Data 3 fails criteria (3) and likely (2) as well. It is inappropriate to use the linear regression model here.
# Data4
#1. Linearity
plot(x = data4$x, y = data4$y)
# There is NO linear component. This fails the criteria.
#2. Nearly normal residuals
hist(lm4$residuals, breaks = 10)
qqnorm(lm4$residuals)
qqline(lm4$residuals)
# There appears to be nearly normal residuals.
#3 Constant variability
plot(lm4$residuals ~ data4$x)
abline(h = 0, lty = 3)
# On visual inspection, there appears to be a problem. There's an obvious pattern here. So it fails the criteria as well here.
#4 Independent Observations
# There is assumed to be independent as the author has not provided any more details regarding where it came from. It doesn't appear that choosing one point had swayed the author to choose a second point.
Data 4 fails on criteria (1) and (3).
Explain why it is important to include appropriate visualizations when analyzing data. Include any visualization(s) you create.

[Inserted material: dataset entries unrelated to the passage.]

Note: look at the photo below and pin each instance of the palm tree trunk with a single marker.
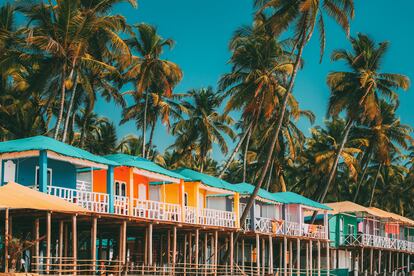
(69, 111)
(245, 155)
(235, 150)
(62, 102)
(364, 171)
(151, 138)
(375, 184)
(336, 161)
(276, 135)
(144, 127)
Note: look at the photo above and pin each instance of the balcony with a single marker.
(377, 242)
(146, 209)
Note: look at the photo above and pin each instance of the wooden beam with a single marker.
(197, 237)
(94, 231)
(298, 257)
(258, 254)
(48, 239)
(150, 244)
(6, 241)
(74, 243)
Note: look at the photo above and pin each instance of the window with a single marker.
(185, 199)
(49, 177)
(120, 188)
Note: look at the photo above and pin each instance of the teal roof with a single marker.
(47, 143)
(141, 163)
(247, 189)
(205, 179)
(293, 198)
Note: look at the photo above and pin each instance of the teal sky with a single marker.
(202, 30)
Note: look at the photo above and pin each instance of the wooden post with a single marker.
(231, 253)
(371, 263)
(243, 258)
(197, 237)
(270, 255)
(258, 254)
(290, 258)
(74, 243)
(6, 241)
(284, 256)
(298, 257)
(48, 239)
(174, 246)
(328, 259)
(94, 232)
(61, 227)
(319, 257)
(150, 244)
(216, 249)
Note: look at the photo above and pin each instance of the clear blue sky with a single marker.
(202, 30)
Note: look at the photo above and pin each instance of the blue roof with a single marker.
(293, 198)
(204, 178)
(142, 163)
(50, 144)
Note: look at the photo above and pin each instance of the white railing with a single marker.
(156, 210)
(121, 205)
(214, 217)
(190, 214)
(95, 202)
(378, 242)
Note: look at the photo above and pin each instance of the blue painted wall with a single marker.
(63, 173)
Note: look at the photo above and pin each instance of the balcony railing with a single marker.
(95, 202)
(214, 217)
(156, 210)
(378, 242)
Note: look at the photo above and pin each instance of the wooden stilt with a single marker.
(94, 232)
(150, 244)
(328, 259)
(174, 246)
(258, 254)
(216, 249)
(319, 257)
(61, 227)
(196, 245)
(371, 261)
(74, 243)
(298, 257)
(6, 241)
(290, 258)
(270, 255)
(263, 253)
(48, 240)
(284, 256)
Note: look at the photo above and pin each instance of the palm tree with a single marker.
(259, 65)
(204, 126)
(150, 73)
(386, 137)
(305, 16)
(358, 91)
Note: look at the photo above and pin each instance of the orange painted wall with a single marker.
(120, 174)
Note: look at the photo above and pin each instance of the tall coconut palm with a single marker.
(149, 72)
(304, 16)
(259, 65)
(204, 127)
(386, 137)
(358, 91)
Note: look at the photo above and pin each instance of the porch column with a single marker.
(110, 188)
(43, 171)
(236, 208)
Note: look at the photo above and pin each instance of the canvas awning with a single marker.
(16, 196)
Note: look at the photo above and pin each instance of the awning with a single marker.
(16, 196)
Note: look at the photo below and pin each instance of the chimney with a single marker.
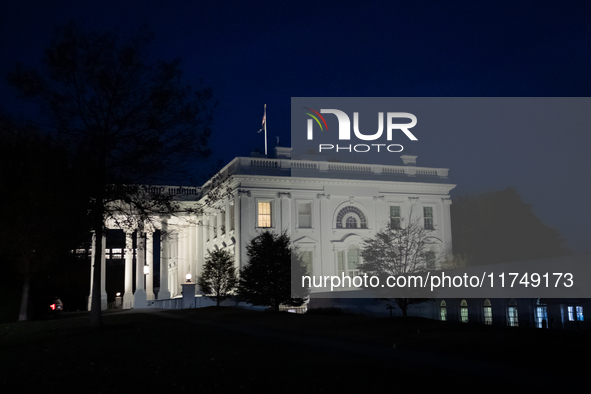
(282, 152)
(409, 160)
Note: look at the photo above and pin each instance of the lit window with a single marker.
(541, 315)
(351, 217)
(347, 262)
(512, 318)
(487, 312)
(428, 216)
(580, 313)
(443, 310)
(305, 215)
(464, 311)
(306, 257)
(395, 218)
(264, 213)
(232, 216)
(430, 259)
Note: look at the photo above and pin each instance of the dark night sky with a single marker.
(255, 53)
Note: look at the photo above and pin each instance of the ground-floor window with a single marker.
(487, 312)
(512, 320)
(541, 315)
(443, 310)
(464, 311)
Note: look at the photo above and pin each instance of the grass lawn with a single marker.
(211, 350)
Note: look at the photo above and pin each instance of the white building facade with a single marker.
(327, 208)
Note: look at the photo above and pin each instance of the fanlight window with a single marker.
(351, 217)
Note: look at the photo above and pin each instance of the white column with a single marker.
(92, 252)
(104, 303)
(128, 295)
(192, 252)
(150, 264)
(139, 297)
(164, 292)
(447, 235)
(200, 242)
(246, 225)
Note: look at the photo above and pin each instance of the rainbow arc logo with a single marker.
(316, 118)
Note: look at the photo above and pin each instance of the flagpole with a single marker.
(265, 116)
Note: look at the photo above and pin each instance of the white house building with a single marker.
(326, 207)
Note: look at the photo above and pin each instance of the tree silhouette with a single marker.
(267, 278)
(218, 280)
(400, 250)
(44, 211)
(129, 120)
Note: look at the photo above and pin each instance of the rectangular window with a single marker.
(430, 259)
(264, 214)
(541, 316)
(428, 216)
(305, 215)
(307, 259)
(464, 314)
(395, 216)
(580, 313)
(341, 263)
(488, 315)
(232, 216)
(512, 317)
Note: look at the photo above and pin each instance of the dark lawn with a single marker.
(225, 350)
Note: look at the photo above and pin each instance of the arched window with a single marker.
(443, 310)
(464, 311)
(487, 312)
(512, 320)
(351, 217)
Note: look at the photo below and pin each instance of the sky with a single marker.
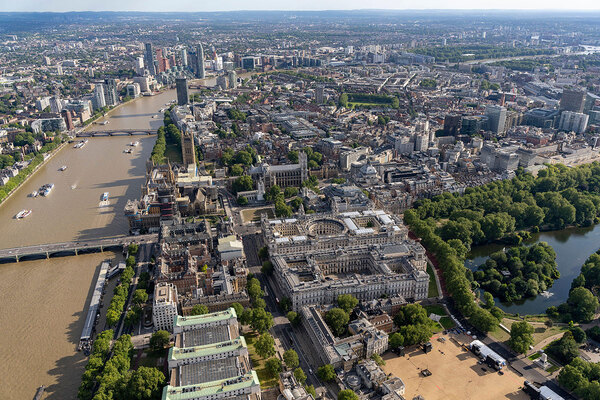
(233, 5)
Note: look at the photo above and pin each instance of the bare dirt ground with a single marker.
(456, 374)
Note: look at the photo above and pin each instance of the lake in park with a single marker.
(572, 246)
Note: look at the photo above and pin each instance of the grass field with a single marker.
(456, 374)
(253, 214)
(173, 153)
(432, 291)
(445, 322)
(258, 363)
(540, 331)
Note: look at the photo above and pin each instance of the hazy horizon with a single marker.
(292, 5)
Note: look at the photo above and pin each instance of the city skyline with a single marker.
(273, 5)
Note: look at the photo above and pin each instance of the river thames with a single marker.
(44, 301)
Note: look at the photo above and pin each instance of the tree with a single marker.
(262, 320)
(239, 309)
(293, 156)
(265, 345)
(236, 170)
(521, 337)
(144, 384)
(337, 319)
(159, 340)
(294, 318)
(267, 268)
(377, 358)
(347, 394)
(273, 365)
(489, 300)
(263, 253)
(199, 309)
(583, 304)
(300, 375)
(246, 317)
(140, 297)
(290, 357)
(396, 340)
(243, 183)
(578, 334)
(347, 302)
(132, 249)
(326, 373)
(290, 191)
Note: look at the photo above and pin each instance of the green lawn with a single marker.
(258, 363)
(432, 292)
(445, 322)
(173, 153)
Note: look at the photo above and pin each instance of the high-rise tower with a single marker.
(200, 73)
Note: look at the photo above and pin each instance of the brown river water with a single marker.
(43, 302)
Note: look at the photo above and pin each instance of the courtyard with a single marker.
(455, 373)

It is important to visualize the data as it can provide insight into the data. For example, looking at the residuals can determine if there is some underlying pattern that can’t be recognize with just looking at the numbers directly. When we had calculated the mean and standard deviation, all of the numbers were the same. Likewise, the median were similar to each other. When we had used the lm() function, they all suggested the same linear regression model. However, each data set had its own unique characteristics of it that were more obvious when we visualized it. The visualization will allow us to easily see patterns that weren’t so obvious before. Please see above for the included visualizations.